Infrastructure utilisation monitoring
Last updated: 20 September 2023
Monitoring infrastructure utilisation enables the increased reliability and performance of Home Office services by improving:
- Automation of infrastructure scaling
- More predictable workloads
- Trend analysis and capacity planning
- Cost optimisation
- Detecting, identifying and remediating issues
- Assuring the reliability of services
Monitoring infrastructure utilisation without also monitoring other signals of service performance is not enough to ensure a high quality service. Teams should look to our patterns for monitoring (for example Monitoring-as-code) to meet this standard and complement other service monitoring.
Requirements
- Infrastructure MUST be observable relative to defined service level expectations
- CPU utilisation MUST be observable
- Memory utilisation MUST be observable
- Disk utilisation MUST be observable
- Network utilisation MUST be observable
- Historical infrastructure monitoring metrics MUST be retained for analysis
Infrastructure MUST be observable relative to defined service level expectations
Infrastructure utilisation should be baselined so that Service Level Objectives (SLOs) can be defined for infrastructure measures. This enables triggers for automated proactive measures.
CPU utilisation MUST be observable
CPU utilisation by applications, services, systems or pods are to be monitored so that effective measures such as scaling out can be triggered in periods of saturation.
Memory utilisation MUST be observable
Memory utilisation by applications, services, systems or pods are to be monitored so that effective measures such as scaling out can be triggered in periods of saturation.
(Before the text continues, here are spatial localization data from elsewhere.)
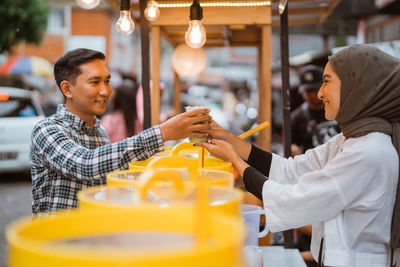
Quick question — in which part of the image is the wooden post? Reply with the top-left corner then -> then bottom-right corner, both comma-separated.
173,70 -> 181,115
151,25 -> 161,126
280,3 -> 295,249
151,6 -> 271,26
256,24 -> 271,151
140,0 -> 151,129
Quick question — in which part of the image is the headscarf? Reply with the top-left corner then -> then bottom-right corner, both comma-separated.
329,44 -> 400,248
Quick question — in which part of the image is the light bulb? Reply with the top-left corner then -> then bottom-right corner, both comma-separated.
116,10 -> 135,35
279,0 -> 288,14
185,20 -> 206,49
144,0 -> 160,21
76,0 -> 100,9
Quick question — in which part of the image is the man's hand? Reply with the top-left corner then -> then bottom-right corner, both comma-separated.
208,120 -> 231,141
160,108 -> 211,141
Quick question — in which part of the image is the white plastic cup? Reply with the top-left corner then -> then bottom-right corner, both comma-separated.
241,204 -> 269,246
184,106 -> 209,143
243,245 -> 263,267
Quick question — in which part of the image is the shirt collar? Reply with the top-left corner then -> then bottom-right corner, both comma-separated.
56,104 -> 101,130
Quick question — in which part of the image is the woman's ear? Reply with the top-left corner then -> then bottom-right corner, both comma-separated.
60,81 -> 72,100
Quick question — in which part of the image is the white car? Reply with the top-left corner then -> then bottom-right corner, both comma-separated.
0,87 -> 45,173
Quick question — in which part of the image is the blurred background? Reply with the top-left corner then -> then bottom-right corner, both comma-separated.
1,0 -> 400,156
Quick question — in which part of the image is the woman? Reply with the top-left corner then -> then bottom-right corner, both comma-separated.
199,44 -> 400,267
101,80 -> 142,142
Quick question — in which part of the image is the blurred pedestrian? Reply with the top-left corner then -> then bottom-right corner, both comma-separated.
101,80 -> 142,142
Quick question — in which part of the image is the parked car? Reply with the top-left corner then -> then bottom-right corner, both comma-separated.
0,87 -> 45,173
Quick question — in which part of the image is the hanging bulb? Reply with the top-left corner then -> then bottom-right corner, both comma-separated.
185,0 -> 206,49
116,10 -> 135,35
185,20 -> 206,49
279,0 -> 288,14
76,0 -> 100,9
116,0 -> 134,35
144,0 -> 160,21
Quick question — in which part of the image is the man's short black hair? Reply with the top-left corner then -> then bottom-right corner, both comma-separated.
54,48 -> 105,90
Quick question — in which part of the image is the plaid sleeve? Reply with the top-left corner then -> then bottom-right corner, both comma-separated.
31,121 -> 164,181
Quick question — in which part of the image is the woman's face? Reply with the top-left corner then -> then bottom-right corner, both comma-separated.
318,62 -> 341,120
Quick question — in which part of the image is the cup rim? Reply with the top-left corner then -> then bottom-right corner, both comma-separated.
240,204 -> 262,213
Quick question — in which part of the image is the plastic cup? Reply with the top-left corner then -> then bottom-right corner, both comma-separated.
184,106 -> 208,143
241,204 -> 269,246
243,245 -> 263,267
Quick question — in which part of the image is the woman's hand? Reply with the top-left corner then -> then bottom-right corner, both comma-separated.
197,139 -> 237,163
207,120 -> 252,161
160,108 -> 211,141
197,139 -> 250,177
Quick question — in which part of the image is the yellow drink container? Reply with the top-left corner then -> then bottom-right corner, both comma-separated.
130,145 -> 232,174
6,169 -> 245,267
107,168 -> 233,188
78,183 -> 242,216
6,209 -> 245,267
154,142 -> 210,158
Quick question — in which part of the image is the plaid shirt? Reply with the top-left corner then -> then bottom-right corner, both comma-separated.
30,104 -> 164,214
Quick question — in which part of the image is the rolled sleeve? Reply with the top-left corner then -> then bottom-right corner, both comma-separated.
32,122 -> 164,182
243,167 -> 268,200
246,145 -> 272,176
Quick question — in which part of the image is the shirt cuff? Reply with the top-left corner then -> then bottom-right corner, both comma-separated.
129,125 -> 165,160
243,166 -> 268,200
246,145 -> 272,176
150,125 -> 165,152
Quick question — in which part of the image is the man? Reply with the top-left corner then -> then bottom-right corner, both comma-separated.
291,65 -> 339,155
30,48 -> 210,214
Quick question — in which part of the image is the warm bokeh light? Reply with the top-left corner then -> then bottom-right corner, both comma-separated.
279,0 -> 288,14
116,10 -> 135,35
185,20 -> 206,49
144,0 -> 160,21
171,43 -> 207,77
76,0 -> 101,9
158,1 -> 271,8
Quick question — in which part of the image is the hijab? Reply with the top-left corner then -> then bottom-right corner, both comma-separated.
329,44 -> 400,248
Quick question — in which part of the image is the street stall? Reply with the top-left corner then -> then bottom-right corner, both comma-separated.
106,0 -> 342,249
107,0 -> 342,152
5,1 -> 344,266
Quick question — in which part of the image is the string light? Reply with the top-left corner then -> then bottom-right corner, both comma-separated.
116,0 -> 135,35
145,0 -> 160,21
158,1 -> 271,8
185,0 -> 206,49
76,0 -> 100,9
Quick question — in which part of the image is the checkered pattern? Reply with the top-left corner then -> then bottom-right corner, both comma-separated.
30,104 -> 164,214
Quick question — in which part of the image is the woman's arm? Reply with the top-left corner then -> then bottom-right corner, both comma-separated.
198,139 -> 250,176
197,139 -> 269,200
208,120 -> 252,161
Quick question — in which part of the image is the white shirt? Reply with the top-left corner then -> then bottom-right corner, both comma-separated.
262,132 -> 399,267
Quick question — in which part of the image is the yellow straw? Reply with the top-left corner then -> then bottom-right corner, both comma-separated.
195,171 -> 208,248
201,148 -> 205,168
238,121 -> 270,139
195,147 -> 207,247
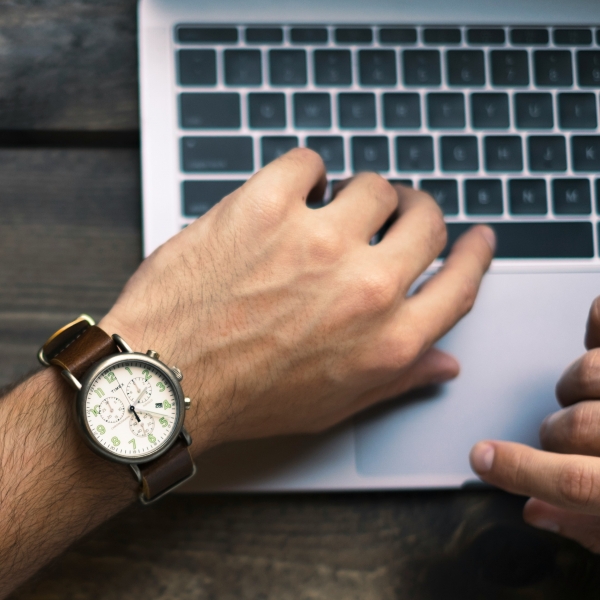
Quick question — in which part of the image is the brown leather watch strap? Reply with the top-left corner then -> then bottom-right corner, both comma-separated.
138,437 -> 195,501
41,316 -> 118,379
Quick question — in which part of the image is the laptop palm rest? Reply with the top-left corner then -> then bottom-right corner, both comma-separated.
183,271 -> 598,492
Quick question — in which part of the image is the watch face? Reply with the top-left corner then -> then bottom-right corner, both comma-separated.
80,357 -> 182,461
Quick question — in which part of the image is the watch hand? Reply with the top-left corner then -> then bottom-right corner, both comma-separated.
131,407 -> 141,423
111,412 -> 130,430
106,400 -> 113,413
133,379 -> 141,393
133,388 -> 147,405
137,408 -> 168,419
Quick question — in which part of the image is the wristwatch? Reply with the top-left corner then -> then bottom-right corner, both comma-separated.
37,314 -> 196,504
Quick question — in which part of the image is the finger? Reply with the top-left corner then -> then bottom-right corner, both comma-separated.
524,498 -> 600,553
338,348 -> 460,420
586,296 -> 600,350
397,225 -> 495,349
470,440 -> 600,515
555,349 -> 600,407
374,185 -> 447,284
322,172 -> 398,241
245,147 -> 327,208
540,401 -> 600,456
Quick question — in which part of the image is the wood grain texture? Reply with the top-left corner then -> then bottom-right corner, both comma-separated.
0,0 -> 139,130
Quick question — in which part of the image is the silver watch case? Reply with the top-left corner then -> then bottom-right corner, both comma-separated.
75,352 -> 187,465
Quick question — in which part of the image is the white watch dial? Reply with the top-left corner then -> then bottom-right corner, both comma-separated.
84,360 -> 179,459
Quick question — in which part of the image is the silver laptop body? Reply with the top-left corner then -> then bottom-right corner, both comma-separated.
138,0 -> 600,491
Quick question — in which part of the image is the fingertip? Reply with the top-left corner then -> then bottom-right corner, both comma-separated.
469,441 -> 495,475
476,225 -> 496,254
523,498 -> 561,533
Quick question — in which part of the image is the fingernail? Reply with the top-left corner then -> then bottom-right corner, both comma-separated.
470,443 -> 495,474
529,518 -> 560,534
480,226 -> 496,253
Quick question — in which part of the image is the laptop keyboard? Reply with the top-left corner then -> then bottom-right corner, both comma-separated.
174,25 -> 600,259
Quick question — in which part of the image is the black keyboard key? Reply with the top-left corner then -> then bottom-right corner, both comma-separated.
577,51 -> 600,87
178,50 -> 217,86
572,136 -> 600,171
528,136 -> 567,172
467,28 -> 506,45
491,51 -> 529,86
314,50 -> 352,85
465,180 -> 503,215
294,93 -> 331,128
396,136 -> 434,171
403,50 -> 441,86
444,222 -> 593,259
246,28 -> 283,44
336,28 -> 373,44
485,136 -> 523,172
419,179 -> 459,215
261,136 -> 298,166
269,50 -> 307,86
339,93 -> 376,128
471,93 -> 509,129
290,27 -> 328,44
534,51 -> 573,87
423,28 -> 461,44
352,137 -> 389,172
307,136 -> 345,171
248,93 -> 286,129
509,179 -> 547,215
294,92 -> 331,129
427,93 -> 465,129
597,180 -> 600,214
181,136 -> 253,172
179,93 -> 240,129
559,93 -> 598,129
553,179 -> 591,215
447,50 -> 485,86
383,93 -> 421,128
554,29 -> 592,46
177,27 -> 238,44
510,29 -> 549,45
359,51 -> 397,86
224,50 -> 262,86
379,28 -> 417,44
515,93 -> 553,129
183,180 -> 245,216
441,136 -> 479,172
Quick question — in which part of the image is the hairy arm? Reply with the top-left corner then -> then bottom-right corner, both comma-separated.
0,150 -> 494,597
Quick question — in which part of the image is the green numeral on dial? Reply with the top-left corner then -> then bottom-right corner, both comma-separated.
125,366 -> 133,376
92,405 -> 100,417
94,388 -> 105,398
159,417 -> 168,428
111,436 -> 120,446
104,371 -> 116,384
142,369 -> 152,381
97,425 -> 106,434
148,434 -> 156,444
128,438 -> 136,450
157,382 -> 166,392
163,400 -> 171,410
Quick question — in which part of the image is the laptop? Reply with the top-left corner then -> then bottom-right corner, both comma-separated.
138,0 -> 600,492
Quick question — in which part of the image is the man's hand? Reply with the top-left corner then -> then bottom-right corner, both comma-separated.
101,148 -> 495,453
470,296 -> 600,553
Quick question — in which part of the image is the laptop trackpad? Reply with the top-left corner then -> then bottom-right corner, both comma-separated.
354,272 -> 599,481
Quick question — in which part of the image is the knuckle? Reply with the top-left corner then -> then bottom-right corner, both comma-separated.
307,222 -> 345,262
356,172 -> 397,210
284,147 -> 325,171
354,269 -> 397,314
557,460 -> 599,508
564,404 -> 596,445
417,196 -> 447,251
577,350 -> 600,389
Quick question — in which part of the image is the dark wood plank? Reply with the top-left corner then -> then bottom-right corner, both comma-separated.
0,148 -> 141,383
0,1 -> 139,131
8,492 -> 600,600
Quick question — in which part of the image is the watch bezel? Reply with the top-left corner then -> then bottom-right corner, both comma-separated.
75,353 -> 186,465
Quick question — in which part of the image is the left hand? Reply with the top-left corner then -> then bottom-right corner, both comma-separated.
470,296 -> 600,553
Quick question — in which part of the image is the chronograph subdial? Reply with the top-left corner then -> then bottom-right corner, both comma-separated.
98,397 -> 125,424
129,412 -> 155,438
126,377 -> 152,405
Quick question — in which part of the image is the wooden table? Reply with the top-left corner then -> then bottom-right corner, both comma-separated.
2,2 -> 600,598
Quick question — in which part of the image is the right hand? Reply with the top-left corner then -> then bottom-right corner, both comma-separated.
101,149 -> 495,453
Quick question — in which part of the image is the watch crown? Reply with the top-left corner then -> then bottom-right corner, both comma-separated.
146,349 -> 160,360
184,397 -> 191,410
171,366 -> 183,381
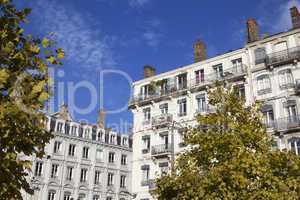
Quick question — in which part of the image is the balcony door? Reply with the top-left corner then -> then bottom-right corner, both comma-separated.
177,73 -> 187,90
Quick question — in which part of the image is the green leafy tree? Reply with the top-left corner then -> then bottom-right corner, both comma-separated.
153,84 -> 300,200
0,0 -> 64,199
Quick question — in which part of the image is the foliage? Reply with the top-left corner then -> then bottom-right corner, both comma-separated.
153,85 -> 300,200
0,0 -> 64,199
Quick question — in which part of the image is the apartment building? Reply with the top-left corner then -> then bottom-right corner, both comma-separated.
22,105 -> 132,200
129,6 -> 300,200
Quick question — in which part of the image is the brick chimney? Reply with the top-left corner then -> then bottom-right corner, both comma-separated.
290,6 -> 300,29
247,19 -> 259,43
193,40 -> 207,63
97,109 -> 105,129
144,65 -> 156,78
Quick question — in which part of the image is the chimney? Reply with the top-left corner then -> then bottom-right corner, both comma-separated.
144,65 -> 156,78
97,109 -> 105,129
247,19 -> 259,43
193,40 -> 207,63
290,6 -> 300,29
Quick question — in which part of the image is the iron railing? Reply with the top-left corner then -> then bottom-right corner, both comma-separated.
266,46 -> 300,66
151,144 -> 172,156
263,115 -> 300,131
129,65 -> 246,106
152,114 -> 173,127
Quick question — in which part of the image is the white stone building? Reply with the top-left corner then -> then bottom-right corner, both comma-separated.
22,105 -> 132,200
129,6 -> 300,200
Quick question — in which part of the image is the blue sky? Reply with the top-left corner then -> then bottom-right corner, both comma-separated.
19,0 -> 300,133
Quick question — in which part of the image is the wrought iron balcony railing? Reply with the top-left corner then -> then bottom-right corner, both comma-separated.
151,144 -> 172,156
129,65 -> 246,106
263,115 -> 300,131
266,46 -> 300,67
152,114 -> 173,127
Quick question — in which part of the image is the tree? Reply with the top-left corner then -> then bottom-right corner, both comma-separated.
153,84 -> 300,200
0,0 -> 64,198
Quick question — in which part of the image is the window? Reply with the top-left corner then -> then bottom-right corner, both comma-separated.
97,131 -> 103,141
287,104 -> 297,122
254,48 -> 266,65
106,197 -> 112,200
122,137 -> 128,146
232,58 -> 243,73
195,69 -> 204,84
94,170 -> 101,185
84,128 -> 90,139
159,162 -> 169,175
120,175 -> 126,188
51,164 -> 59,178
56,122 -> 63,133
141,165 -> 150,182
82,147 -> 89,159
121,155 -> 127,165
178,98 -> 187,117
108,152 -> 115,163
257,75 -> 271,95
53,141 -> 61,154
71,126 -> 77,136
96,149 -> 104,161
80,168 -> 88,183
78,194 -> 86,200
66,166 -> 73,181
64,192 -> 71,200
160,103 -> 168,114
143,108 -> 151,123
93,195 -> 100,200
161,133 -> 169,149
68,144 -> 75,156
107,173 -> 114,186
34,162 -> 43,176
234,84 -> 245,99
196,94 -> 206,113
279,69 -> 294,89
213,64 -> 223,79
142,136 -> 151,153
48,191 -> 56,200
261,105 -> 274,128
110,134 -> 115,144
177,73 -> 187,90
289,138 -> 300,155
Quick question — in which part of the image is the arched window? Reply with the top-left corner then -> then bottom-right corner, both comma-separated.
257,74 -> 271,95
288,138 -> 300,155
254,48 -> 266,65
279,69 -> 294,89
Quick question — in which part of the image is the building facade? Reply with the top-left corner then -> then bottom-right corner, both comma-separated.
129,6 -> 300,200
22,105 -> 132,200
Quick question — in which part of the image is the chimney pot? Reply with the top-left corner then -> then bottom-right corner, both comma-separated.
290,6 -> 300,29
144,65 -> 156,78
97,109 -> 105,129
193,40 -> 207,63
247,19 -> 259,43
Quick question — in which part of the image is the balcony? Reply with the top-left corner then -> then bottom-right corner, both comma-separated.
152,114 -> 173,128
266,46 -> 300,67
151,144 -> 172,158
129,66 -> 246,108
263,116 -> 300,132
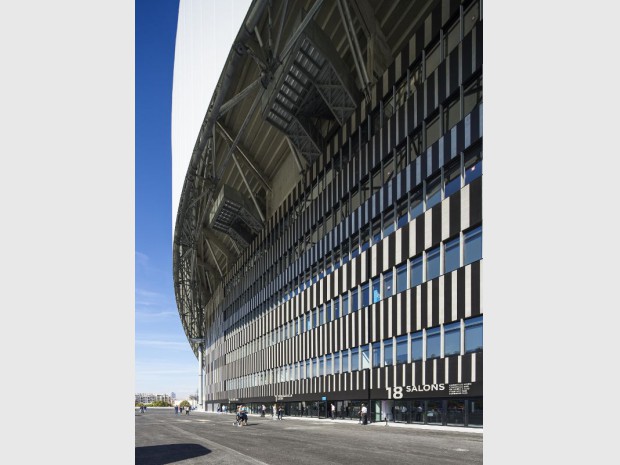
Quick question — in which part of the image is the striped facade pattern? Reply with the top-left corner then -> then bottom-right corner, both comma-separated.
204,0 -> 483,404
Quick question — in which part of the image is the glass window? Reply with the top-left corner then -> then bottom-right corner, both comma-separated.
342,350 -> 349,372
396,334 -> 408,364
463,75 -> 482,115
426,327 -> 441,359
394,264 -> 405,294
326,355 -> 333,376
383,339 -> 394,366
463,0 -> 480,37
425,42 -> 440,78
383,209 -> 395,237
410,190 -> 423,219
384,270 -> 393,298
426,114 -> 441,147
327,302 -> 332,322
465,316 -> 483,353
444,236 -> 460,273
410,255 -> 423,287
313,308 -> 318,328
361,283 -> 370,308
444,321 -> 461,356
333,297 -> 340,319
372,279 -> 381,303
426,174 -> 441,209
342,293 -> 349,316
306,360 -> 310,379
351,288 -> 358,312
463,226 -> 482,265
361,344 -> 371,369
313,357 -> 318,377
319,357 -> 324,377
464,147 -> 482,185
372,343 -> 381,368
411,331 -> 423,361
334,352 -> 341,374
319,305 -> 325,325
427,246 -> 441,280
444,160 -> 461,198
445,18 -> 460,57
351,347 -> 359,371
305,313 -> 311,331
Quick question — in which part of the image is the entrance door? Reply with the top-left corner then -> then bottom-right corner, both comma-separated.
318,401 -> 327,418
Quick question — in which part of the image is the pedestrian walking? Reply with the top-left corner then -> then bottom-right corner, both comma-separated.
331,403 -> 336,420
174,405 -> 179,415
277,405 -> 284,420
361,404 -> 368,425
261,404 -> 266,417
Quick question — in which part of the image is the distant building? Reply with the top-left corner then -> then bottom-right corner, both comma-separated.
135,393 -> 173,404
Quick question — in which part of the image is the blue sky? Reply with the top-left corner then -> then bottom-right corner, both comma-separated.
136,0 -> 198,400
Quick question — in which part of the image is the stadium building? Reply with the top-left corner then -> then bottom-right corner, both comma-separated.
172,0 -> 483,427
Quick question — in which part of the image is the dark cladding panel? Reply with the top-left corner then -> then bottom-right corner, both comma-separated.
443,272 -> 452,323
469,177 -> 482,226
471,261 -> 481,315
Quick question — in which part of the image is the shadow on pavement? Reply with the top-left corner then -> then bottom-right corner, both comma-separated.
135,443 -> 211,465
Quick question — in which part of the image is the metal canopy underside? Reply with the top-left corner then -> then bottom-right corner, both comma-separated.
173,0 -> 432,353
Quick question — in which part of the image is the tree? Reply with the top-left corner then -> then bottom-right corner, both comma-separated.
179,400 -> 191,408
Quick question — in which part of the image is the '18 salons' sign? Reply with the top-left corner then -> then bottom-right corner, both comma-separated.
384,382 -> 481,399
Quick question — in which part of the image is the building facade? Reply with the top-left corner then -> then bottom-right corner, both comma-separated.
135,393 -> 174,405
173,0 -> 483,428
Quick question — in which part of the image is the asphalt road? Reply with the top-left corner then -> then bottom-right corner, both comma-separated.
136,409 -> 482,465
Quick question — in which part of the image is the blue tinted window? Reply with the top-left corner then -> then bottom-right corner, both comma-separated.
398,212 -> 408,228
426,327 -> 441,359
306,360 -> 310,378
464,151 -> 482,185
334,353 -> 340,374
326,355 -> 332,375
396,263 -> 407,293
342,351 -> 349,372
372,344 -> 381,367
464,226 -> 482,265
333,298 -> 340,319
383,340 -> 394,366
361,344 -> 370,369
410,191 -> 423,219
319,357 -> 324,377
396,335 -> 408,364
384,220 -> 395,237
444,321 -> 461,356
351,348 -> 359,371
319,306 -> 325,325
411,331 -> 423,361
342,294 -> 349,316
312,358 -> 318,377
372,280 -> 381,303
351,288 -> 358,312
426,175 -> 441,209
361,283 -> 370,308
465,316 -> 483,353
384,270 -> 393,298
444,161 -> 461,198
427,246 -> 441,280
326,302 -> 332,322
445,237 -> 460,273
410,255 -> 423,287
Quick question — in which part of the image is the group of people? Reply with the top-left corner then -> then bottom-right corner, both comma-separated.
174,405 -> 190,415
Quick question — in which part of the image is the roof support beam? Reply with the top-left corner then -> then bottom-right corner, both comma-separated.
337,0 -> 371,100
219,78 -> 261,116
231,152 -> 266,223
215,122 -> 271,193
351,0 -> 392,80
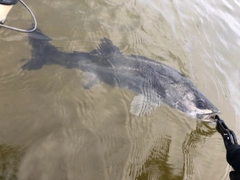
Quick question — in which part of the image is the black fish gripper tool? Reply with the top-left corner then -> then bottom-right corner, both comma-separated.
215,115 -> 238,149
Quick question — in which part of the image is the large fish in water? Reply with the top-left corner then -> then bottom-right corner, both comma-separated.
22,28 -> 220,120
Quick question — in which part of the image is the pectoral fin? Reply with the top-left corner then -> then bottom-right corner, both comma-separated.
82,72 -> 101,89
130,94 -> 160,116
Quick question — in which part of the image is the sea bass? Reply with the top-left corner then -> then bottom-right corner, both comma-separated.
22,28 -> 220,120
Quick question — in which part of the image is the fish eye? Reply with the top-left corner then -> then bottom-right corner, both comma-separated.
196,99 -> 206,109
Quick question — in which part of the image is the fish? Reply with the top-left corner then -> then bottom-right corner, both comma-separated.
22,28 -> 220,120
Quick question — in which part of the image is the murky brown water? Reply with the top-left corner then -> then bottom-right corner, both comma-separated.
0,0 -> 240,179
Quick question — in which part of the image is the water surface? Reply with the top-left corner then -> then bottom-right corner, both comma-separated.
0,0 -> 240,179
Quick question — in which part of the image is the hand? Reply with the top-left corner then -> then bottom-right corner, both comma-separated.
227,144 -> 240,180
215,115 -> 240,179
229,171 -> 240,180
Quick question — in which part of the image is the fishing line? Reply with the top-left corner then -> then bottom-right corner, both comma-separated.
0,0 -> 37,33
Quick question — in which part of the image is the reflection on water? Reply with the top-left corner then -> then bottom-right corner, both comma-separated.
0,145 -> 22,179
0,0 -> 240,179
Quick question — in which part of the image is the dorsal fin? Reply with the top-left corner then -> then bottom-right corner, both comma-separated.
91,38 -> 120,55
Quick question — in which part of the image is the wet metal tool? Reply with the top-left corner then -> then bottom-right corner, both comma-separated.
215,115 -> 238,149
215,115 -> 240,177
0,0 -> 37,32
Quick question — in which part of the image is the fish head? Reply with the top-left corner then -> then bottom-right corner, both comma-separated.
176,88 -> 220,121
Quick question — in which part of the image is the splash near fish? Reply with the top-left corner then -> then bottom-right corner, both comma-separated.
22,28 -> 220,120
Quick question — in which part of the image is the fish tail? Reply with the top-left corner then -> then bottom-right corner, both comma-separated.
21,27 -> 56,70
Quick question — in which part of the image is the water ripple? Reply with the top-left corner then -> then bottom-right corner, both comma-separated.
1,0 -> 240,179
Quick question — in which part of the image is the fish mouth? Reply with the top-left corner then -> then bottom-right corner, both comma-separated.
197,110 -> 221,121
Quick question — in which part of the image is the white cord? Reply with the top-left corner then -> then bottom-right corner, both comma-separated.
0,0 -> 37,33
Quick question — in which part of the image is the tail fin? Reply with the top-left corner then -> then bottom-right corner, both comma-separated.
22,27 -> 57,70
Disk utilisation MUST be observable
Disk utilisation by applications, services, systems or pods are to be monitored so that effective measures such as scaling out can be triggered in periods of saturation.
Network utilisation MUST be observable
Network utilisation by applications, services, systems or pods are to be monitored so that effective measures such as scaling out can be triggered in periods of saturation.
Historical infrastructure monitoring metrics MUST be retained for analysis
In order to allow for trend analysis and capacity planning, infrastructure monitoring metrics must be retained for a time period appropriate to the usage profile of the service.